Beishan Mo tanpa ragu sedikit pun menjawab, “Berhentilah melindunginya. Dari tatapannya, aku tahu dia mengenaliku. Sebelum aku memutuskan untuk membunuhmu juga, sebaiknya kau pergi.”
Dia memang cukup cerdas untuk mengetahui cara membaca karakter orang lain.
Tak lama kemudian, Beishan Mo menampakkan kehadirannya yang kuat dan mengesankan. Dalam sekejap, seolah seluruh wilayah pedang Xuan dikelilingi oleh lautan luas. Di depan mata Wu Yu terbentang hamparan gelombang tak berujung, dengan Beishan Mo sendiri sebagai pengendalinya. Di hadapan semua orang, ia berdiri tegak dan perkasa, menduduki posisi tertinggi. Lautan luas yang sangat berat itu seolah mengalir langsung menuju puncak kepala Wu Yu. Lautan itu membawa serta kekuatan penekan yang mengerikan, dan menghantam langsung tubuh Wu Yu yang keras kepala.
“Jika kau berlutut di hadapanku dan mengatakan bahwa kau bersedia meninggalkan Kakak Nangong, maka aku tidak akan membunuhmu. Aku juga menginginkan 3.000 Pil Esensi Laut Dalam darimu,” kata Beishan Mo dengan acuh tak acuh.
3.000!
Ini bukan Pil Esensi Emas, melainkan Pil Esensi Laut Dalam. Nilainya 300.000 Pil Esensi Emas! Itu hampir cukup untuk membeli lusinan harta abadi tertinggi! Sebagian besar murid peringkat pedang Bumi bahkan tidak memiliki kekayaan bersih sebanyak 3.000 Pil Esensi Laut Dalam. Bahkan sejumlah besar murid peringkat pedang Surga pun tidak memiliki aset sebanyak itu.

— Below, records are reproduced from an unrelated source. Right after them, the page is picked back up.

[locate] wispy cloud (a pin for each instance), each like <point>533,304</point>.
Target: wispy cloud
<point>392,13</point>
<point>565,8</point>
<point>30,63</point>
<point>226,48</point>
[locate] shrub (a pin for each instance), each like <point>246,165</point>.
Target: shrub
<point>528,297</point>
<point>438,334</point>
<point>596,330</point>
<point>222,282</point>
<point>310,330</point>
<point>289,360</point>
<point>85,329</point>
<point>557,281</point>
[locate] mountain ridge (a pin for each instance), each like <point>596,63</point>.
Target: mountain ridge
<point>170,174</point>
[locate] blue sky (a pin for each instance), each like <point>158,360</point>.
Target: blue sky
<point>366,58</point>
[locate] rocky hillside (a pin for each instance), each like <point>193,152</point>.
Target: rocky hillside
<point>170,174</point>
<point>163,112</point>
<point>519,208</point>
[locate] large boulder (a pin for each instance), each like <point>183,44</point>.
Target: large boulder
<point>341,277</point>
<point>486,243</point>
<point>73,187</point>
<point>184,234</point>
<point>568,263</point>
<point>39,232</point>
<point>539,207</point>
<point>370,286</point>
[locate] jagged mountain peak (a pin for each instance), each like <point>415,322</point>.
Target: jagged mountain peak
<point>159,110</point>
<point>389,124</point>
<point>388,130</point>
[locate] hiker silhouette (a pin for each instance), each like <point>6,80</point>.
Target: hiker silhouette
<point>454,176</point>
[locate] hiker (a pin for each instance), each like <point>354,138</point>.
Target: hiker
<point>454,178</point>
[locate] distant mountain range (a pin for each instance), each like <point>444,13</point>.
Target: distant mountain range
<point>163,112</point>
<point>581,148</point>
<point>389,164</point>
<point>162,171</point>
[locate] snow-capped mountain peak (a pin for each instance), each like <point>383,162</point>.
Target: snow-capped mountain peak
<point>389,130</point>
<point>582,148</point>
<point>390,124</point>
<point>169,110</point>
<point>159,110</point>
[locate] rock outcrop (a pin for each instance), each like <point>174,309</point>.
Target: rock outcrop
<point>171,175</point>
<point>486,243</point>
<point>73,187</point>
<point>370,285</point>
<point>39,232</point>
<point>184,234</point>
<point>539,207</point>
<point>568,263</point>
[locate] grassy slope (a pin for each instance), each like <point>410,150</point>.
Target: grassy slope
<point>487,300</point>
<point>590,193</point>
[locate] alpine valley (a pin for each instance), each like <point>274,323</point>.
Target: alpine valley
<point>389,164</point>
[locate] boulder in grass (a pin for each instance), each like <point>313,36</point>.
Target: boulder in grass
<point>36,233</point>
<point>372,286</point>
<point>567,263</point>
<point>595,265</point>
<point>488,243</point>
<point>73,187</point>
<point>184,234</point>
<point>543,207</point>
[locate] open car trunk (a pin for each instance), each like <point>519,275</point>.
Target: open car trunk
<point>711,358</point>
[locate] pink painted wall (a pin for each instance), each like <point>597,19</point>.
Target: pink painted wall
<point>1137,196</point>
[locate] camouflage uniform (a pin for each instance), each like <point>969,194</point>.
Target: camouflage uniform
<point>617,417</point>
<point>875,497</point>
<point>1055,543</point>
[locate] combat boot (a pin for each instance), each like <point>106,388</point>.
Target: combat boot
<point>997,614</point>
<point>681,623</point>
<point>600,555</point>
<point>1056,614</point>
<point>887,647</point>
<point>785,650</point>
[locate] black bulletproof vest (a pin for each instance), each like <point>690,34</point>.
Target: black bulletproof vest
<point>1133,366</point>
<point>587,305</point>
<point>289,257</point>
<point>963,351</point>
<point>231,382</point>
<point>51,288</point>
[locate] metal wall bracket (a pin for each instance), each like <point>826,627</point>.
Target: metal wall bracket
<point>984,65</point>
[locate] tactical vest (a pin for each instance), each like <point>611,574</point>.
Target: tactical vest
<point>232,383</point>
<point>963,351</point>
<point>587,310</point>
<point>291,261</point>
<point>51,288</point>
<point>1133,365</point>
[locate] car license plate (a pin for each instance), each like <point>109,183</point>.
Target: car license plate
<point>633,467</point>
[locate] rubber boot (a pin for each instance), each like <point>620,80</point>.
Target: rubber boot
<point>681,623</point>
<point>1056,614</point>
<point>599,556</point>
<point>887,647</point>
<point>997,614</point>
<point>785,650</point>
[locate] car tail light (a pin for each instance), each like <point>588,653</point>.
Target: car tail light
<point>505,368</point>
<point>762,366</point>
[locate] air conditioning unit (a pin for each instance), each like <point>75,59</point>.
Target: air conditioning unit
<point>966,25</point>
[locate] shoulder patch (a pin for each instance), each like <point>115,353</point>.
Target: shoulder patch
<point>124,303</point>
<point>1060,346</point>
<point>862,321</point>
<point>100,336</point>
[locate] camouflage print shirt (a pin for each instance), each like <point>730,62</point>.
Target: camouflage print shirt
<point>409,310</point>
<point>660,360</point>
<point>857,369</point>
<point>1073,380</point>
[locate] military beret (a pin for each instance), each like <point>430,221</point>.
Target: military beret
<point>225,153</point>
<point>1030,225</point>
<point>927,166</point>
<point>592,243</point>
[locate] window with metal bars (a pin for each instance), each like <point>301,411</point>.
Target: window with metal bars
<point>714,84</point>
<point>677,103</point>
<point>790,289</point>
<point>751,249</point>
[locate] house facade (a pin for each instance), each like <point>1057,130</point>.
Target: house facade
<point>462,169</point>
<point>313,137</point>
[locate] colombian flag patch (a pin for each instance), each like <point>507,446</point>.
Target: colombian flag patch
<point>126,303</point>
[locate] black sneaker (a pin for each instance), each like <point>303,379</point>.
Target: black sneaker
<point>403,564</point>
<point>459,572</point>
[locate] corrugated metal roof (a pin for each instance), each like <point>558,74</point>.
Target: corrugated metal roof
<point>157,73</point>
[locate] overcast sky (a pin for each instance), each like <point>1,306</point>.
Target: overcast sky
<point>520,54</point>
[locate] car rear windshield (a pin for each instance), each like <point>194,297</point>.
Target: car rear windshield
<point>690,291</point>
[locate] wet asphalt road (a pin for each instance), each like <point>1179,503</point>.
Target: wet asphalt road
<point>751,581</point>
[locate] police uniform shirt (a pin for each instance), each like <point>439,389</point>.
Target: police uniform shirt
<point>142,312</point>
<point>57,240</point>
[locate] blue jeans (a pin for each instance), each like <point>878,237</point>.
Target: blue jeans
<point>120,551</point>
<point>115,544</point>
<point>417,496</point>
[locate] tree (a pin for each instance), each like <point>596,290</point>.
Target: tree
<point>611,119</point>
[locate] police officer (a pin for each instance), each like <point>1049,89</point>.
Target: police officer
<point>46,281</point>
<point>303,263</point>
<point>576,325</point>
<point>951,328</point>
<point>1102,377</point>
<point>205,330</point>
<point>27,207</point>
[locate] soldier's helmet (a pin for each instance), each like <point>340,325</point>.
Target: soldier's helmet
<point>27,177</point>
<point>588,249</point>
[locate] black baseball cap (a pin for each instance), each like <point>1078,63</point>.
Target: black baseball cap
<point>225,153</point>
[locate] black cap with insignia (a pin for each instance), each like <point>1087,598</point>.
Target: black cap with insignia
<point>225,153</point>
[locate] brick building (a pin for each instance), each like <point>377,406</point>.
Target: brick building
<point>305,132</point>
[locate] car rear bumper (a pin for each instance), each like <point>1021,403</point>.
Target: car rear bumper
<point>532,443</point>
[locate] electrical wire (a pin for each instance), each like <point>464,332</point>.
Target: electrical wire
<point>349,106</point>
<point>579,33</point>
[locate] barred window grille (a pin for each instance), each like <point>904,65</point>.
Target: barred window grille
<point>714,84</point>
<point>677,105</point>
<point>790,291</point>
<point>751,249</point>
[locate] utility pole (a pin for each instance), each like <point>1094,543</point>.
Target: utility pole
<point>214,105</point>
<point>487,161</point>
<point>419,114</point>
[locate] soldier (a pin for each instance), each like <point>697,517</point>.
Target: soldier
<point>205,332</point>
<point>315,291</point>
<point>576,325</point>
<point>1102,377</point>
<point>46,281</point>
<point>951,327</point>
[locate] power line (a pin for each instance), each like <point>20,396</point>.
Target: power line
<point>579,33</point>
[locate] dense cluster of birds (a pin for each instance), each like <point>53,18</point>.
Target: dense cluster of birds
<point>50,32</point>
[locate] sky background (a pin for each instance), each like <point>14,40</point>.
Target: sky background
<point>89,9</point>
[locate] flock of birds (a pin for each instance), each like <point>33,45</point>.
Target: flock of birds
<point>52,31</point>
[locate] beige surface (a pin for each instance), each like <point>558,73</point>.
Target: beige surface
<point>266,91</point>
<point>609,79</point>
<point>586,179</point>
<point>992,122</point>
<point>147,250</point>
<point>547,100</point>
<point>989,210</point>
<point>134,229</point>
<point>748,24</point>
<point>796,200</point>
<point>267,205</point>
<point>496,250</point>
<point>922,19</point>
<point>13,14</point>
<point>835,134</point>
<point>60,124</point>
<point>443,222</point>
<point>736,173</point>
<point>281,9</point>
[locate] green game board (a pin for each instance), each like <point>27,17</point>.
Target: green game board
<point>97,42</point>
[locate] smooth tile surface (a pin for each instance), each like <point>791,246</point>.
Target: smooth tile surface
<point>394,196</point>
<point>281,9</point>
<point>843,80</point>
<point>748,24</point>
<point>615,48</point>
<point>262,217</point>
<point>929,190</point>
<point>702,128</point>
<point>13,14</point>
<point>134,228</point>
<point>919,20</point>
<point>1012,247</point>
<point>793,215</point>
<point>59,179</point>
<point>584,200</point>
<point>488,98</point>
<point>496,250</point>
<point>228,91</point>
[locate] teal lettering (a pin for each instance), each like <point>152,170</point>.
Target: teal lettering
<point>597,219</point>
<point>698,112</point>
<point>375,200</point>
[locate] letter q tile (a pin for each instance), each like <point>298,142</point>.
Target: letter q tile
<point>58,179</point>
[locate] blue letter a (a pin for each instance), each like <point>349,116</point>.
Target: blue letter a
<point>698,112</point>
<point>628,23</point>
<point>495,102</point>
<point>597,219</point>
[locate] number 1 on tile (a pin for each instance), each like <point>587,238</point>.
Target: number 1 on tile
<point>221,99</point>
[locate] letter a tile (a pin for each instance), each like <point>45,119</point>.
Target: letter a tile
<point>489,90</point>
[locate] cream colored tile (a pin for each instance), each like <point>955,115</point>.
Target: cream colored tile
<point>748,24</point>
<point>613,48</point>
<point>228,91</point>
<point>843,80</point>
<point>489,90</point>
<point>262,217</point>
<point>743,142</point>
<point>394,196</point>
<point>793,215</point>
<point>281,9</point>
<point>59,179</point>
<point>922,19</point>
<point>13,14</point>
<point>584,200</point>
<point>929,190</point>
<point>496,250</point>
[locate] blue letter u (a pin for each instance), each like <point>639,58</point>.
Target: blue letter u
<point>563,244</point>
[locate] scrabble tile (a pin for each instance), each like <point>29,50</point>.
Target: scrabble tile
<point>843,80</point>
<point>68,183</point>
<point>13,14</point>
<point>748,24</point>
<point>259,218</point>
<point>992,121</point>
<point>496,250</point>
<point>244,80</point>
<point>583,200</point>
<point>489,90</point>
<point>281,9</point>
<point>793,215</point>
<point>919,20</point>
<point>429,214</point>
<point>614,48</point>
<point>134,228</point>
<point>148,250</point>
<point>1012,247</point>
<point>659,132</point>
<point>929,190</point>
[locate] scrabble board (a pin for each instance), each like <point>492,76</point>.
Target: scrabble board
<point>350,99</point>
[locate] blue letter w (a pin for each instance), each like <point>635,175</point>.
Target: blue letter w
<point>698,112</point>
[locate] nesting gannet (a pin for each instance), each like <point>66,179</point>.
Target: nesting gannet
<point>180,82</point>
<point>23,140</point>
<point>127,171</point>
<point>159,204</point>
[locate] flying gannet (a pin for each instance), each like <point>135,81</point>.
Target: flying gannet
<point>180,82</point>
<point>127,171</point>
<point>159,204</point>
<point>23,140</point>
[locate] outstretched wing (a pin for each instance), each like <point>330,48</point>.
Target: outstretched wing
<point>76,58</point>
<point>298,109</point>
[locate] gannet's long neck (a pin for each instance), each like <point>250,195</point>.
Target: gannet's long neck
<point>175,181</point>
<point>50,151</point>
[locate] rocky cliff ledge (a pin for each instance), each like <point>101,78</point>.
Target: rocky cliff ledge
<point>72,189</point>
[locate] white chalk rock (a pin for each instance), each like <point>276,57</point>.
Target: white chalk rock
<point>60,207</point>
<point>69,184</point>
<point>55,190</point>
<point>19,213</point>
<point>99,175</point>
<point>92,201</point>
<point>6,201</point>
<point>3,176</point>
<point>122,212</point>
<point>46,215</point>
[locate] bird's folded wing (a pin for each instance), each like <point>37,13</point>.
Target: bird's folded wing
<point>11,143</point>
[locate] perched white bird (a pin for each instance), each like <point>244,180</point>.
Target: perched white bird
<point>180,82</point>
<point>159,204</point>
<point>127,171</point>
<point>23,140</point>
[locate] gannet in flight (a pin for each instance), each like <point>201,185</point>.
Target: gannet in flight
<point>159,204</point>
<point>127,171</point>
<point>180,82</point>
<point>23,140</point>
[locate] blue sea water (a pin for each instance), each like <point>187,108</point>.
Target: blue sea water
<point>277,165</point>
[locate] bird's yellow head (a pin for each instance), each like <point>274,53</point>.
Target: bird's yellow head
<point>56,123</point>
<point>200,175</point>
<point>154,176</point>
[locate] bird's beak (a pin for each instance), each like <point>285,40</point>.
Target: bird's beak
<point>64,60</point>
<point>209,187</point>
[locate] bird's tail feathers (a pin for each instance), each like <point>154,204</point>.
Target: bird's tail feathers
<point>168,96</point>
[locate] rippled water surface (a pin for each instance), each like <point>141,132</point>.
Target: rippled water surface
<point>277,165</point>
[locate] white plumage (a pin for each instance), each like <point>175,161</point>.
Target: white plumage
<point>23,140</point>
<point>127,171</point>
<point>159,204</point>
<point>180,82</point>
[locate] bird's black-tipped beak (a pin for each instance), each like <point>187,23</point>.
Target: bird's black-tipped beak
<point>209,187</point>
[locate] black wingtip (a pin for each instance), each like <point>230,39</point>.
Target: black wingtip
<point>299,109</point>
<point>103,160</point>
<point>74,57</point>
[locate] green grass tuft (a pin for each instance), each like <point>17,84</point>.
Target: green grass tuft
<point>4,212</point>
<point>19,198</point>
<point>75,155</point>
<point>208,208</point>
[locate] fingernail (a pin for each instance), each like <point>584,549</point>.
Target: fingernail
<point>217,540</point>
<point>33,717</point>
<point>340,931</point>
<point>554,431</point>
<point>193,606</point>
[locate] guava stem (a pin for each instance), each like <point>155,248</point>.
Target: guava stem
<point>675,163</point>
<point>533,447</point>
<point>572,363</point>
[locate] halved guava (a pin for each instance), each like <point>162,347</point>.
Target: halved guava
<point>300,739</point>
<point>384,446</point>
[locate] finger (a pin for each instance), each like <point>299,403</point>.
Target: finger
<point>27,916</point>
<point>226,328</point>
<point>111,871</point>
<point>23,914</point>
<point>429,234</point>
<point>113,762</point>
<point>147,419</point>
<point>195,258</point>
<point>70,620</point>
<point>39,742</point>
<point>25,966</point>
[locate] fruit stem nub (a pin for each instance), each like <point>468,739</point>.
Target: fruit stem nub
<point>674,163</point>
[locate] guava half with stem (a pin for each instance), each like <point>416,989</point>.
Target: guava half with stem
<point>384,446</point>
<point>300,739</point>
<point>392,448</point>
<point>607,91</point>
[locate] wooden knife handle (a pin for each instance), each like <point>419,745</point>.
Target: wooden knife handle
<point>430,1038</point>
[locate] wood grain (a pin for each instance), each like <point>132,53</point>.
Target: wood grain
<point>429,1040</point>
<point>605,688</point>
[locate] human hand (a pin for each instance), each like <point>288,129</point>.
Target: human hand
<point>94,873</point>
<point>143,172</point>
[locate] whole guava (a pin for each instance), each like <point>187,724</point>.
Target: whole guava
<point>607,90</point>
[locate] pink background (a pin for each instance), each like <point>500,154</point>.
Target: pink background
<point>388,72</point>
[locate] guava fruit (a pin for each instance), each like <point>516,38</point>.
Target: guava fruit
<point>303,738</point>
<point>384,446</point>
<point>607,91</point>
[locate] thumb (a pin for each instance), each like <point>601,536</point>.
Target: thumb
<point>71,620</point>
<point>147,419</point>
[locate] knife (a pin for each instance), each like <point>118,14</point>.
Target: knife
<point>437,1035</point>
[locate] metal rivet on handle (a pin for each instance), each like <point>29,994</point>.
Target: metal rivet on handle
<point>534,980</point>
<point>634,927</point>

Meskipun demikian, Beishan Mo masih mampu mengucapkan kata-kata itu dengan angkuh.
Di satu sisi terdapat bahaya kematian, dan di sisi lain terdapat pilihan untuk tetap hidup meskipun berhutang 3.000 Pil Esensi Laut Dalam. Jelas bagi semua orang apa yang harus dipilih Wu Yu, terutama di bawah tekanan berat dari Beishan Mo.
“Betapa kuatnya!” Wu Yu harus mengakui bahwa tingkat kemampuan dan kehebatan bertarung pemuda ini jauh melebihi miliknya. Kehadirannya yang mengintimidasi saja sudah cukup untuk menekan Wu Yu hingga membuatnya sulit bernapas. Terlebih lagi, tubuhnya hampir runtuh di bawah tekanan lawannya.
Meskipun demikian, Wu Yu mengangkat kepalanya untuk menatap Beishan Mo, dan belum mundur selangkah pun. Saat ini, dia tidak yakin berapa banyak orang lain yang bisa membantunya. Yang dia tahu hanyalah jika dia mundur sekarang, itu sama saja dengan goyahnya dao-nya. Bahkan jika dia harus mati, dia tidak akan menyerah.
Beberapa pertempuran memang harus berakhir dengan kematian!
Dengan susah payah, dia mengeluarkan Pedang Roda Matahari Hari Tanpa Awan dan Pedang Langit Cerah Tarian Bulan. Ini adalah jawaban yang paling jelas yang dibutuhkan Beishan Mo.
“Bagus sekali. Kau telah membuat pilihan yang kurang bijak. Tapi aku sudah menduga ini. Kakak Nangong tidak akan menghormatimu jika kau tidak memiliki sedikit pun ketegasan.” Beishan Mo tetap tenang, tetapi tangannya bersiap untuk melakukan pembantaian.
Kejeniusan seperti itu sedang ditantang!
Wu Yu menarik napas dalam-dalam. Tubuhnya mulai memanas dan dipenuhi amarah. Ketika menyangkut dao yang diwarisinya, semakin besar tekanan yang diberikan, semakin gagah berani ia menjadi. Hanya dalam waktu singkat, ia merasa telah membuat kemajuan besar di jalan dao. Ia mengalami terobosan yang belum pernah terjadi sebelumnya, dan seolah-olah tubuhnya adalah dunia yang sama sekali baru.
Saat ini, dunia ini sedang bergejolak dan meletus!